Their first discovery, in tumors in mice and humans, was that Treg populations could produce IL-10 or IL-35 but, surprisingly, not both at the same time. "It was unexpected because we had predicted that the activated Tregs would use all the tools at their disposal to suppress the immune responses.For that, it seems like they have to make the choice to secrete only that." 39; a single inhibitory cytokine, "said Vignali, co-head of the immunology program and immunotherapy against cancer at the UPMC Hillman Cancer Center.

The team then used a mouse model of cancer to show that, for tumors to effectively suppress the immune system, they needed both types of Treg cells – those that secrete IL-10 and those that secrete the IL-35.

"It's like making a latte, you need both coffee and milk," Vignali explained. "Without both, you will not have latte!"

In furthering their research, they discovered that cytokines, acting together, activated a protein called BLIMP1, which effectively inhibited killer T-cells by making them express a wide variety of inhibitory cell surface molecules, such as PD1, LAG3, TIM3 and TIGIT, which inhibit their ability to detect and kill cancer cells.

This discovery is important, says Vignali, because many current clinical trials focus on immunotherapies that only block one or two of these inhibitory proteins that, in turn, would activate killer T cells.

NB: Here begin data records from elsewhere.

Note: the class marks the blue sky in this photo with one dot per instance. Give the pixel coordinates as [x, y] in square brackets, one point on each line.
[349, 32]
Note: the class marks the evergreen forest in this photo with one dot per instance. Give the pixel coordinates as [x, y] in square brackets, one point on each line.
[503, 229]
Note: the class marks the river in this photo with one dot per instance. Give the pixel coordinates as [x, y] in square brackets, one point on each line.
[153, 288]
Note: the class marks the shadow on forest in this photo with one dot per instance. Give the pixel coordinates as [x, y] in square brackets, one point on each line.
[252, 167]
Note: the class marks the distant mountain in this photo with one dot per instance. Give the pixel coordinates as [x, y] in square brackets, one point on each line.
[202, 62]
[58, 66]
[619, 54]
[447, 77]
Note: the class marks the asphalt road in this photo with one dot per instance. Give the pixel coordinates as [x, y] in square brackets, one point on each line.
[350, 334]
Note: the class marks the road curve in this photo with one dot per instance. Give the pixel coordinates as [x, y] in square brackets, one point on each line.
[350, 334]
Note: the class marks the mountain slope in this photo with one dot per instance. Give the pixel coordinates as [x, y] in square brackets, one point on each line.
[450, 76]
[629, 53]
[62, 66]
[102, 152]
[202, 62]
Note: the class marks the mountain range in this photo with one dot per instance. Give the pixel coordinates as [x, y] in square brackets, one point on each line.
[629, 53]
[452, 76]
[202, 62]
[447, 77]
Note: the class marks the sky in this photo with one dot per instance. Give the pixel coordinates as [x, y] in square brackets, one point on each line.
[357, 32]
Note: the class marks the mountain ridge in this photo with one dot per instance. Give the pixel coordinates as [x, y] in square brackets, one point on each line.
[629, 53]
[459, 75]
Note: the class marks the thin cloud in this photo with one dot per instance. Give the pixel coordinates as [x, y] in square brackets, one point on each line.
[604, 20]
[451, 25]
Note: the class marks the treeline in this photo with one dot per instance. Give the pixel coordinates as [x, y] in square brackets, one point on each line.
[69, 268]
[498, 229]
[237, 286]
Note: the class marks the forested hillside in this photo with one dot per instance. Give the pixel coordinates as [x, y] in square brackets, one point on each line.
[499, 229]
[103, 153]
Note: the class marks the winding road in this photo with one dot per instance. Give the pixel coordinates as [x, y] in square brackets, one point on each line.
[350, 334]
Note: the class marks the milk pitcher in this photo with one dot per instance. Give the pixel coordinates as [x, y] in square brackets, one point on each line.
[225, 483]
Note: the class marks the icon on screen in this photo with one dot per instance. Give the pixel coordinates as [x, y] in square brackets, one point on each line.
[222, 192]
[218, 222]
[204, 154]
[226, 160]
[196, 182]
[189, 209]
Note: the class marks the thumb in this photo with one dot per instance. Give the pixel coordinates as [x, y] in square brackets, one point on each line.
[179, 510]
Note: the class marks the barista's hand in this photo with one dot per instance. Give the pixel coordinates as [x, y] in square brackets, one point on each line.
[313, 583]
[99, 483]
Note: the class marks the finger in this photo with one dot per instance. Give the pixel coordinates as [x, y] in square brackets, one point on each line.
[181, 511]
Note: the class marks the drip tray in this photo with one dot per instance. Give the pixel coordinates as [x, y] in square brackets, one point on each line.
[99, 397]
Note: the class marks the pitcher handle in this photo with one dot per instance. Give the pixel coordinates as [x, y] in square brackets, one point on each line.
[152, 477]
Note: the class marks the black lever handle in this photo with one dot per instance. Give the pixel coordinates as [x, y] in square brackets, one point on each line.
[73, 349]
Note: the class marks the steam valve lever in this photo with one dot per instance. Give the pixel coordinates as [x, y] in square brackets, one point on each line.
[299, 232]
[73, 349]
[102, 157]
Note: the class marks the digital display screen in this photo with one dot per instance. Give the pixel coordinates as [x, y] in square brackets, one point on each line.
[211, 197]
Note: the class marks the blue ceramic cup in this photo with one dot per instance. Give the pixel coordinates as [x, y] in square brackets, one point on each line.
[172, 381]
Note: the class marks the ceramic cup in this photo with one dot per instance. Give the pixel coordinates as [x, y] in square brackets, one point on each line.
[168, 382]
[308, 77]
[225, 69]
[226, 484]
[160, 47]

But developing drugs that block IL-10 or IL-35 could have a much greater effect in preventing the expression of many inhibitory proteins at once.

The authors also note that, since Tregs targeting drugs are already tested in clinical trials, the search for specific mechanisms by their work could provide clues to make the drugs more effective or help design better combinations with them. immunotherapies currently available to improve treatment success.